I share Campolo’s fear. However, I hope that over the long term, democratization will foster greater accountability in government and will moderate religious passions. For the short term, however, it does seem that democratization in Arab Muslim countries means increased persecution of Christians.
The jurors were charged with the task of weighing the evidence rationally and inferring whether A was proven or whether B had some probability. Yet the public, the para-jury you might say, the national collection of us watching from a distance and forming our own opinions—we pursued a different approach. Our task was to decide what we felt about the case, the characters involved, and especially the little girl. It is a sad and upsetting case. TV pundits, especially, framed the case in terms of an emotional revulsion toward the crime and the accused. Under these two different ways to frame the moral dilemma, given the science, it is not surprising that the jury and the public arrived at diametrically opposite decisions, and moreover, that the side of moral right should seem so terribly obvious to everyone. Frame the question one way, recruit one set of brain mechanisms, and A is the morally right choice. Acquit. Frame the question differently, engage a different set of brain mechanisms, and B becomes the obvious moral choice. Convict.
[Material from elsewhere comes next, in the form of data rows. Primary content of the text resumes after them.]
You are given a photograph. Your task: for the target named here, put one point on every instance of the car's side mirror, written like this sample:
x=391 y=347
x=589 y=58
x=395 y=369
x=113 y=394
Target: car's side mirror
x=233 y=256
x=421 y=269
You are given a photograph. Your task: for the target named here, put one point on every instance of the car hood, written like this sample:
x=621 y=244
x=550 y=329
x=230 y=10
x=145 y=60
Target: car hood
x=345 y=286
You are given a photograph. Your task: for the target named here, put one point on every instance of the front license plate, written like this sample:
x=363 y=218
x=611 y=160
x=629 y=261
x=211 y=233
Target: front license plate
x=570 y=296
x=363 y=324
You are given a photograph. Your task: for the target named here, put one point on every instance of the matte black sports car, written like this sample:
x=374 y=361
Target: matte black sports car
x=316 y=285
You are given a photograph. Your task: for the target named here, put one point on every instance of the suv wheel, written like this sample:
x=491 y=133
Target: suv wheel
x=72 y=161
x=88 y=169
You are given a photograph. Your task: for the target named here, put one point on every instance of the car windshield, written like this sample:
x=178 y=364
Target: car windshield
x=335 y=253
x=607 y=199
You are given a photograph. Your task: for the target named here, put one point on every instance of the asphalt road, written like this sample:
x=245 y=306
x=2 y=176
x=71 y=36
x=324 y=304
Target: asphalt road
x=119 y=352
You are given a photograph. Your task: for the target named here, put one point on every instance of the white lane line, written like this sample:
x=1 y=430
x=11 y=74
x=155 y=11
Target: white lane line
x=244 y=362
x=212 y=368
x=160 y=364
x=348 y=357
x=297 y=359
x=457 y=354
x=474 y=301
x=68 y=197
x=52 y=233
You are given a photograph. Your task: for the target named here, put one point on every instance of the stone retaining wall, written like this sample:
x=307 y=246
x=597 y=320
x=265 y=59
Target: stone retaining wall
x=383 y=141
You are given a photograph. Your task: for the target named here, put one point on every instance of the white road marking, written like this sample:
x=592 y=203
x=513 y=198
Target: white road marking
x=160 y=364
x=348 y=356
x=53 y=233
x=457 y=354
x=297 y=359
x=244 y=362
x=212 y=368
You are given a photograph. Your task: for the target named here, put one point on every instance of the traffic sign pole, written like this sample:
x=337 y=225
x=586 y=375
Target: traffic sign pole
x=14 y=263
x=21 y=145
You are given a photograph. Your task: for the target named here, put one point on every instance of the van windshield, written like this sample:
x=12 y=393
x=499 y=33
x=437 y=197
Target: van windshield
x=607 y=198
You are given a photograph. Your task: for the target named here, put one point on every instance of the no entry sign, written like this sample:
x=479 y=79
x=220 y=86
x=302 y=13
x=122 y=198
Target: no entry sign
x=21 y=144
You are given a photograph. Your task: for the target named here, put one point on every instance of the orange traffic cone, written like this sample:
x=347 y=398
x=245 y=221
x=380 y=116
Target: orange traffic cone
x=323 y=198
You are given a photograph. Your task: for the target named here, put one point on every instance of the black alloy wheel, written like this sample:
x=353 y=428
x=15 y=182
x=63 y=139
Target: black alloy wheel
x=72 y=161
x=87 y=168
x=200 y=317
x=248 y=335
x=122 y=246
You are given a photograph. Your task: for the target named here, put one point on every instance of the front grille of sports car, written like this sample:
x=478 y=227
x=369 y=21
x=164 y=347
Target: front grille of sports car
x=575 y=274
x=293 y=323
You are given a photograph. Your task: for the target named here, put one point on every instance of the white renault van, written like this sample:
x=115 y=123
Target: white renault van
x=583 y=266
We needed neuroscience to tell us that our rational consideration about the facts of a case and our emotional involvement in that case might conflict? This article promised a big insight but failed to deliver it.
Charles Finney’s ideas are at least partly responsible for much that is wrong with American Christianity. But at the same time, heirs such as Lakewood’s Joel Olsteen, while at times terribly misleading and deserving of critique, are also the very messengers through whom thousands upon thousands of people first consider the possibility that they matter to God. Throughout Scripture and history, God has displayed a penchant for somehow using even the most questionable of characters to accomplish his work. People like Charles Finney. Even people like you and me.